Grokipedia est une encyclopédie pilotée par l’IA qui s’oppose à la modération humaine de Wikipedia. Là où Wikipedia s’appuie sur des bénévoles qui rédigent et vérifient les articles, Grokipedia se fie entièrement à Grok. Il s’agit du modèle d’IA de xAI, l’entreprise de Musk.
Selon Musk, cela doit conduire à une information plus objective, car « l’IA n’a pas d’idéologie ». Dans les faits, cela signifie que Grok décide de ce qui est présenté comme un fait.
Les utilisateurs peuvent toujours soumettre des suggestions, mais le dernier mot revient à Grok. C’est l’IA qui tranche ce qui reste en ligne et ce qui part à la corbeille. Et c’est précisément cette idée — qu’un seul algorithme puisse décréter la vérité — qui fait hausser bien des sourcils.
La première version compte déjà plus de 885 000 articles, encore loin des 7 millions de pages Wikipedia en anglais. Musk n’y voit qu’une version 0.1 et promet qu’une 1.0 sera « dix fois meilleure ». Mais à ses yeux, cette première mouture est déjà supérieure à Wikipedia.
Le lancement ne s’est pas déroulé sans accroc: peu après son ouverture, Grokipedia a connu des problèmes techniques, mais la plateforme tourne désormais de manière stable.
Alternative à la version « woke » de Wikipedia
Ce lancement s’inscrit dans la critique que Musk adresse depuis des années à Wikipedia. Selon lui, le site est « trop à gauche » et « dominé par des activistes ». En 2024, il avait déjà exhorté ses abonnés à ne plus faire de dons à la Wikimedia Foundation. Il avait même offert 1 milliard de dollars pour rebaptiser le site « Dickipedia ».
Cette critique se fait clairement sentir sur Grokipedia. Les articles sur des sujets sensibles, comme George Floyd ou Black Lives Matter, diffèrent nettement de leurs équivalents sur Wikipedia.
Grokipedia met par exemple l’accent sur le casier judiciaire de Floyd, là où Wikipedia met au premier plan les violences policières.

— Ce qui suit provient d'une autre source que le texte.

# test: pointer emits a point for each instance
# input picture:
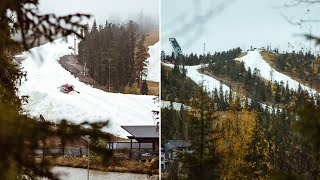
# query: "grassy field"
(117, 164)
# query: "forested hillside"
(232, 132)
(304, 67)
(114, 55)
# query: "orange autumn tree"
(238, 138)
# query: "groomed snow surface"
(254, 60)
(44, 78)
(153, 63)
(209, 83)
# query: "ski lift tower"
(176, 47)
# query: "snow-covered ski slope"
(153, 63)
(90, 105)
(209, 83)
(175, 105)
(254, 60)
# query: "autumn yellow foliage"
(236, 129)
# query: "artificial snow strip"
(45, 74)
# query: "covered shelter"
(144, 134)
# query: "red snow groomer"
(67, 88)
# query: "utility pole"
(75, 44)
(87, 138)
(109, 74)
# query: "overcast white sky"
(226, 24)
(119, 10)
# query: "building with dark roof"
(142, 135)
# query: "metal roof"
(173, 144)
(142, 131)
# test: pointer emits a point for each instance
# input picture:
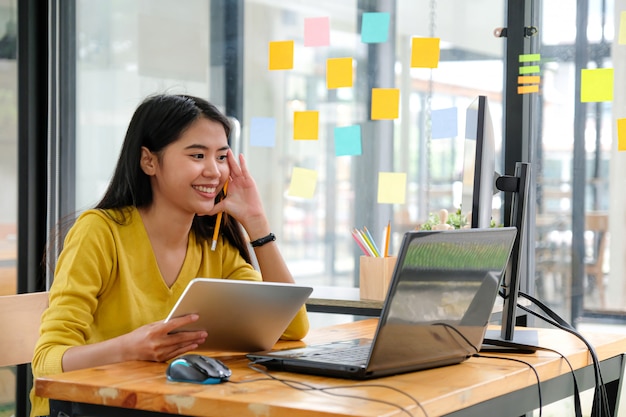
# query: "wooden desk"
(477, 387)
(342, 300)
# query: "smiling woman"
(126, 262)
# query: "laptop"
(436, 311)
(240, 316)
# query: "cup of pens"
(375, 276)
(375, 266)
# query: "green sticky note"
(385, 103)
(375, 27)
(338, 73)
(596, 85)
(281, 55)
(305, 125)
(303, 182)
(391, 187)
(348, 140)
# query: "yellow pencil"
(218, 223)
(387, 237)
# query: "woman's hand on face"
(160, 342)
(242, 201)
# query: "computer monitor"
(480, 183)
(479, 164)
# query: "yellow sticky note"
(305, 125)
(424, 52)
(391, 187)
(621, 134)
(622, 29)
(338, 73)
(596, 85)
(281, 55)
(303, 182)
(385, 103)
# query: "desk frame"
(517, 403)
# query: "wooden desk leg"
(613, 391)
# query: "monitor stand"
(523, 341)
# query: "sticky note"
(348, 140)
(385, 103)
(527, 89)
(305, 125)
(596, 85)
(281, 55)
(391, 187)
(622, 29)
(338, 73)
(621, 134)
(529, 57)
(443, 123)
(529, 69)
(375, 27)
(316, 31)
(263, 131)
(425, 52)
(303, 182)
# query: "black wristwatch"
(263, 240)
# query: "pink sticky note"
(316, 31)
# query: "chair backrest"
(20, 316)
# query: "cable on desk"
(303, 386)
(507, 358)
(602, 408)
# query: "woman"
(125, 262)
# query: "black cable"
(602, 408)
(303, 386)
(478, 355)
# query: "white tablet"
(240, 316)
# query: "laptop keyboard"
(356, 355)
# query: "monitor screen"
(478, 165)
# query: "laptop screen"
(440, 302)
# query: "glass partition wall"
(108, 55)
(132, 49)
(221, 50)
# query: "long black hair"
(157, 122)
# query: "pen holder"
(375, 276)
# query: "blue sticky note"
(375, 27)
(348, 140)
(443, 123)
(263, 131)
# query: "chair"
(19, 326)
(598, 223)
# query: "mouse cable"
(530, 365)
(602, 408)
(303, 386)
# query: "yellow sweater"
(107, 283)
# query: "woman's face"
(192, 170)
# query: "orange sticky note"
(305, 125)
(385, 103)
(425, 52)
(303, 182)
(338, 73)
(596, 85)
(391, 187)
(621, 134)
(281, 55)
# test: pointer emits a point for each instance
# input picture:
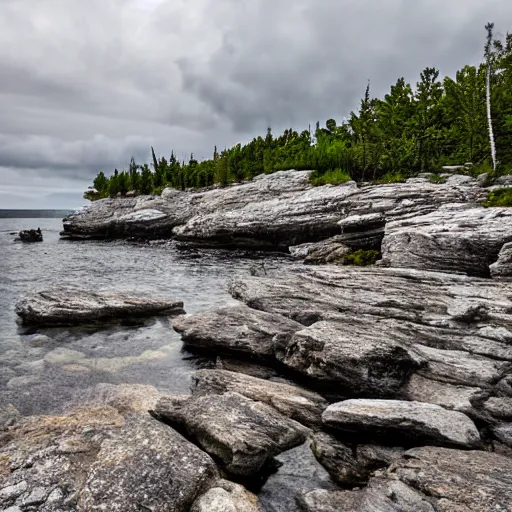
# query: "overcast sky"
(86, 84)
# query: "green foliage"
(335, 177)
(412, 129)
(391, 177)
(361, 258)
(500, 197)
(436, 178)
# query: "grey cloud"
(86, 85)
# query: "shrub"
(500, 197)
(361, 258)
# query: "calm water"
(45, 370)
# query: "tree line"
(413, 129)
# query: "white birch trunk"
(489, 117)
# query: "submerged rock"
(235, 330)
(293, 401)
(31, 235)
(454, 238)
(71, 307)
(395, 421)
(97, 459)
(243, 435)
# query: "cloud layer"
(86, 85)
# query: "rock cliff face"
(405, 368)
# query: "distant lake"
(34, 214)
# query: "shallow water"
(44, 370)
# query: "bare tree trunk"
(489, 27)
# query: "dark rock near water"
(412, 423)
(243, 435)
(71, 307)
(31, 235)
(291, 400)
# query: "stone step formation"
(397, 377)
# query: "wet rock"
(31, 235)
(235, 330)
(397, 422)
(148, 466)
(323, 500)
(454, 238)
(125, 398)
(450, 396)
(243, 435)
(503, 266)
(428, 479)
(71, 307)
(94, 458)
(293, 401)
(351, 465)
(499, 407)
(227, 496)
(356, 361)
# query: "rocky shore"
(397, 377)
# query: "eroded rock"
(243, 435)
(71, 306)
(293, 401)
(397, 422)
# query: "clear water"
(45, 370)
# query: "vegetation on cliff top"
(411, 130)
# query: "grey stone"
(237, 330)
(227, 497)
(73, 306)
(397, 421)
(241, 433)
(291, 400)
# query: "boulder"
(398, 422)
(239, 331)
(94, 458)
(503, 266)
(148, 466)
(292, 401)
(427, 479)
(71, 307)
(454, 238)
(227, 496)
(351, 465)
(31, 235)
(355, 360)
(243, 435)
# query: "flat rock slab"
(94, 458)
(240, 433)
(356, 361)
(399, 421)
(237, 330)
(293, 401)
(72, 307)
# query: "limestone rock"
(293, 401)
(235, 330)
(94, 458)
(351, 465)
(454, 238)
(503, 266)
(357, 362)
(397, 422)
(242, 434)
(227, 496)
(71, 307)
(148, 466)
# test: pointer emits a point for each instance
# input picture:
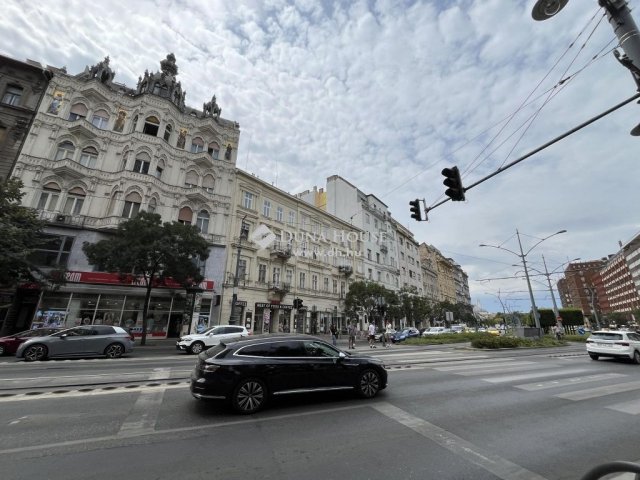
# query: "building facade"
(98, 153)
(283, 249)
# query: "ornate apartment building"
(97, 153)
(285, 250)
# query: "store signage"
(115, 279)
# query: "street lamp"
(523, 257)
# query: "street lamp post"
(523, 257)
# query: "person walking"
(334, 334)
(352, 330)
(372, 335)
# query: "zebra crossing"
(578, 380)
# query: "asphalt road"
(447, 414)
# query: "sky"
(388, 93)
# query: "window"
(213, 149)
(202, 222)
(262, 273)
(77, 112)
(208, 183)
(54, 251)
(12, 95)
(88, 157)
(185, 216)
(191, 180)
(141, 165)
(151, 126)
(167, 133)
(131, 205)
(49, 197)
(75, 199)
(248, 200)
(197, 145)
(100, 119)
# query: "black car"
(247, 372)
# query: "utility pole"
(234, 312)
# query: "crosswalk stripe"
(563, 382)
(532, 375)
(600, 391)
(632, 407)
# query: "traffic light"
(454, 182)
(415, 210)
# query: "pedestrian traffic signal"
(455, 191)
(415, 210)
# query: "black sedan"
(247, 372)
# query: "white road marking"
(145, 411)
(492, 463)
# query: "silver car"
(84, 341)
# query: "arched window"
(153, 204)
(78, 111)
(141, 165)
(167, 133)
(197, 145)
(202, 222)
(12, 95)
(151, 126)
(213, 149)
(88, 157)
(191, 180)
(131, 205)
(100, 119)
(49, 197)
(159, 168)
(208, 183)
(185, 216)
(65, 150)
(74, 202)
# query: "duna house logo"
(262, 236)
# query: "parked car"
(402, 335)
(9, 344)
(618, 344)
(435, 331)
(247, 372)
(198, 342)
(84, 341)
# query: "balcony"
(280, 287)
(281, 250)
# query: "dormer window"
(151, 126)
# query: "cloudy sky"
(386, 94)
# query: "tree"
(145, 248)
(21, 235)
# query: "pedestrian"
(352, 330)
(334, 334)
(372, 335)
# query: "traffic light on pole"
(454, 182)
(415, 210)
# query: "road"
(448, 413)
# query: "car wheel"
(36, 352)
(249, 396)
(368, 384)
(115, 350)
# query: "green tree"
(145, 248)
(21, 234)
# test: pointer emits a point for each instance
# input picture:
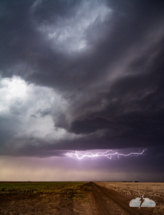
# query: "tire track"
(117, 198)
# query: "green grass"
(36, 187)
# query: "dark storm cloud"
(105, 58)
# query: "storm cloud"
(78, 75)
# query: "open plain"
(73, 198)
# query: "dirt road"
(89, 199)
(111, 202)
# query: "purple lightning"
(108, 154)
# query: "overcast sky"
(81, 75)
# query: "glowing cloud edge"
(108, 154)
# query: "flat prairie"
(73, 198)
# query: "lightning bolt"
(108, 154)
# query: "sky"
(81, 77)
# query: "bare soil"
(87, 199)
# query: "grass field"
(77, 198)
(36, 187)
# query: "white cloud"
(35, 107)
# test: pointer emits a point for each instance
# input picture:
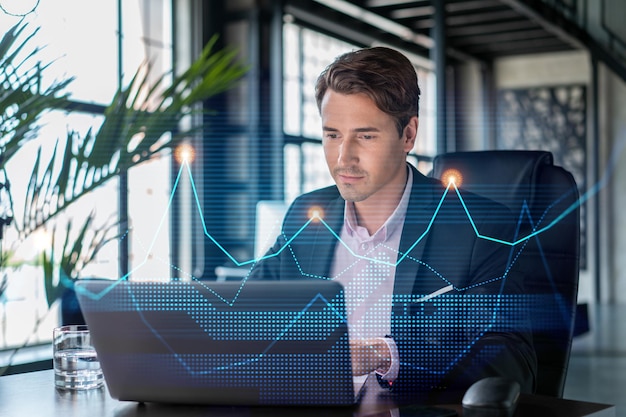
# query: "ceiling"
(475, 29)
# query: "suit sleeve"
(479, 329)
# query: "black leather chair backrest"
(550, 259)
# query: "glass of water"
(76, 366)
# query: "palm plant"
(143, 120)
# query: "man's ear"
(409, 134)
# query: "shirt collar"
(391, 224)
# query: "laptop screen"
(256, 342)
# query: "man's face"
(364, 153)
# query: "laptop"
(232, 342)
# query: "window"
(306, 53)
(101, 44)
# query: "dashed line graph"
(451, 187)
(316, 217)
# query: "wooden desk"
(33, 394)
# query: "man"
(430, 304)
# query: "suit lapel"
(422, 205)
(322, 249)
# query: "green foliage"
(22, 100)
(143, 120)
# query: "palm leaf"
(130, 134)
(22, 99)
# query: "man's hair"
(383, 74)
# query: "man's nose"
(348, 152)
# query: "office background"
(495, 74)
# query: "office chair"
(550, 258)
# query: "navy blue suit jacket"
(478, 329)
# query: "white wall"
(612, 93)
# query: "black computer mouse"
(491, 397)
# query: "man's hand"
(369, 355)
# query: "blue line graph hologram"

Des thèmes comme le genre, la censure et les universités résonnent aussi fortement avec la vision du monde de Musk. Les critiques y voient donc moins une alternative neutre qu’« une réponse de droite à Wikipedia ».
Tendre vers la perfection
Contrairement à Wikipedia, Grokipedia ne repose ni sur les dons ni sur le bénévolat. C’est l’IA qui décide, pas la communauté.
« Nous ne serons jamais parfaits, maar streven daar wel naar, » zo a écrit le patron de Tesla et SpaceX.
On notera toutefois qu’une partie du contenu semble encore provenir de Wikipedia. Au bas de certains articles, comme celui consacré au MacBook Air, on peut lire la mention « adapté de Wikipedia ». Certaines pages, par exemple celle sur la PlayStation 5, sont même presque identiques.